Les layer 0, les fondations de la blockchain où règne l'interopérabilité

Pour assurer le bon fonctionnement de blockchains comme Bitcoin ou Ethereum, celles-ci doivent reposer sur un socle complet et efficace : le layer 0. Allant du simple réseau de mineurs au système de communication inter-blockchain, cette technologie peut paraître complexe. Découvrons ensemble le rayon d'action des layer 0 ainsi que leurs récentes évolutions.

Les layer 0, les fondations de la blockchain où règne l'interopérabilité

Qu’est-ce qu’un layer 0 ?

Fondation de la technologie de la blockchain, le layer 0 est un ensemble de composants permettant à un réseau décentralisé de fonctionner correctement. Aux prémices de la blockchain, les premiers réseaux décentralisés comme Bitcoin ou Ethereum se présentaient comme de simples blockchains. L’idée d’un layer 0, bien qu’existante, n'était que très rarement évoquée, que ce soit par manque d'intérêt, ou par manque de solutions.

La multiplication des blockchains, l’adoption exponentielle d’applications de finance décentralisée (DeFi) et l'explosion fulgurante des tokens non fongibles (NFT) font naître dès 2020 des problèmes de scalabilité et d'interopérabilité. L’idée d’une blockchain sous forme de couches refait surface. Avec cette renaissance apparaissent des solutions avancées qui commencent à peupler les différents niveaux des blockchains, y compris le niveau 0.

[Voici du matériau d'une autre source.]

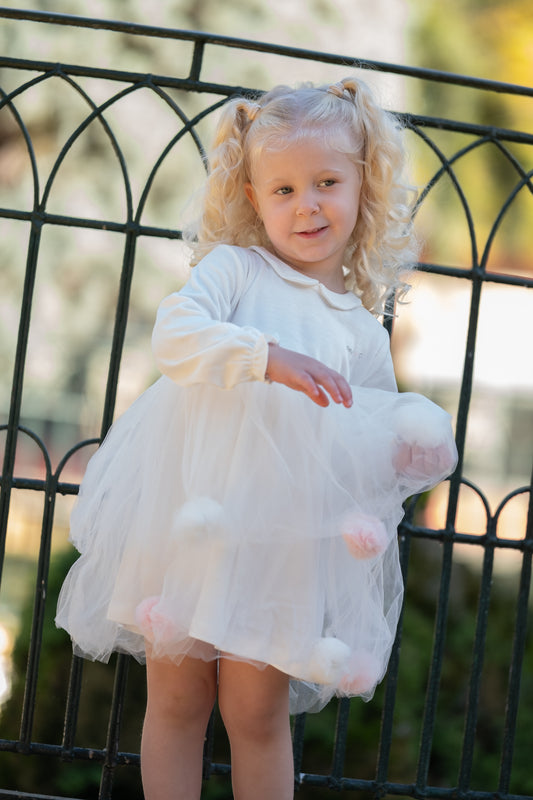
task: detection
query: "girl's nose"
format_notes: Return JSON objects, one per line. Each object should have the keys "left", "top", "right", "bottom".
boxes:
{"left": 296, "top": 192, "right": 319, "bottom": 216}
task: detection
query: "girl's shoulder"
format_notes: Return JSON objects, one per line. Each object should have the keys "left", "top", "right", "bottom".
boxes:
{"left": 186, "top": 244, "right": 266, "bottom": 296}
{"left": 193, "top": 243, "right": 269, "bottom": 280}
{"left": 191, "top": 244, "right": 303, "bottom": 298}
{"left": 196, "top": 243, "right": 256, "bottom": 270}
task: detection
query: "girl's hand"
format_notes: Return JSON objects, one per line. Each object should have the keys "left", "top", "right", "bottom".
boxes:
{"left": 266, "top": 344, "right": 353, "bottom": 408}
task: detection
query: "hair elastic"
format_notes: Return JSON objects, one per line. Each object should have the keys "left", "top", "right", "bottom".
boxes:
{"left": 327, "top": 81, "right": 346, "bottom": 98}
{"left": 247, "top": 102, "right": 262, "bottom": 121}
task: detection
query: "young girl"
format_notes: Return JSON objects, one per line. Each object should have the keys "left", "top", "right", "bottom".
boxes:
{"left": 56, "top": 77, "right": 457, "bottom": 799}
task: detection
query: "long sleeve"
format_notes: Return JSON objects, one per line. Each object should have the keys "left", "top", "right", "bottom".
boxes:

La blockchain, une technologie à plusieurs couches

Le concept de layer 1 et de layer 2

Lorsqu’on parle de blockchains, on entend souvent les termes « Layer 1 » ou « Layer 2 ». Définis simplement, les layer 1 ne sont ni plus ni moins que des blockchains, celles qui ne dépendent d’aucune autre pour fonctionner. Les blockchains de layer 1 fonctionnent comme des fondations sur lesquelles des transactions peuvent être effectuées, et des applications déployées. Ethereum et Bitcoin sont les deux exemples de layer 1 les plus connus.

De l’autre côté, les layer 2, comme Polygon ou Optimism, sont des réseaux entièrement dépendant de leur blockchain mère. Ils permettent de la décharger, et donc d’en améliorer l’utilisabilité. Ces protocoles peuvent être très spécifiques dans leur architecture. Cela leur permet de résoudre un vaste éventail de problèmes comme la scalabilité, l’anonymat ou encore la modulabilité.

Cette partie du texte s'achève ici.